The first attempts to image the biliary tract date back almost to the discovery of x-rays. A variety of methods have been used since then, including oral cholecystography, sonography, percutaneous and intravenous cholangiography, HIDA scans, endoscopic retrograde cholangiopancreatography and computed tomography. The most recent addition to this list is magnetic resonance imaging. When performed with appropriate technical factors, MR can image the biliary tract without contrast media, and it has proven to be an accurate means of assessing biliary tract disease.

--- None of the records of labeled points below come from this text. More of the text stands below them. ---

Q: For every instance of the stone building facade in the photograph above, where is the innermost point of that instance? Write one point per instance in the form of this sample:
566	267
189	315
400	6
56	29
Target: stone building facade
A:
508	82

The history of biliary tract imaging began with Graham and Cole,[1] who performed the first cholecystogram in 1924. This procedure yielded information about the function and anatomical shape of the gallbladder. A disadvantage of this method was that it gave only an approximation of the gallbladder function. In addition, the procedure often was unsuccessful due to gallbladder malabsorption and poor storage of the contrast in the gallbladder.[1] For these reasons, researchers looked for other methods of visualizing the biliary tract.

Ludwig and Struthers[2] published their findings in 1949, suggesting ultrasound as a method of biliary imaging. They proposed that the procedure be used to detect gallstones and foreign bodies in soft tissues. Through advancing technologies, ultrasound remains a useful method for demonstrating the biliary tract.

In 1952 Carter and Saypol[3] introduced transabdominal cholangiography, a transabdominal method for visualizing the biliary tract. Known today as percutaneous transhepatic cholangiography (PTC), this procedure successfully demonstrates the biliary ducts, but requires passing a needle through the abdominal wall into the liver.[3]

Another method for visualizing the biliary tract is intravenous cholangiography (IVC), introduced in 1953.[4] This procedure used sodium or meglumine iodipamide as the contrast media. The contrast was administered intravenously via drip infusion. Even though this method was reported to be accurate, it often yielded poor visualization of the gallbladder due to obstruction of the image by bowel gas.[5]

In 1955 Taplin et al[6] performed the first clinical test demonstrating biliary function using radioactive material. This approach requires the injection of a radioisotope followed by scintillation, a technique in which a special camera is used to detect the presence of the isotope within the biliary tract. This exam is called a HIDA, DISIDA or MIBlVA scan, depending on the pharmaceutical used. These scans are indicated for cholecystitis and gallbladder uptake and emptying studies.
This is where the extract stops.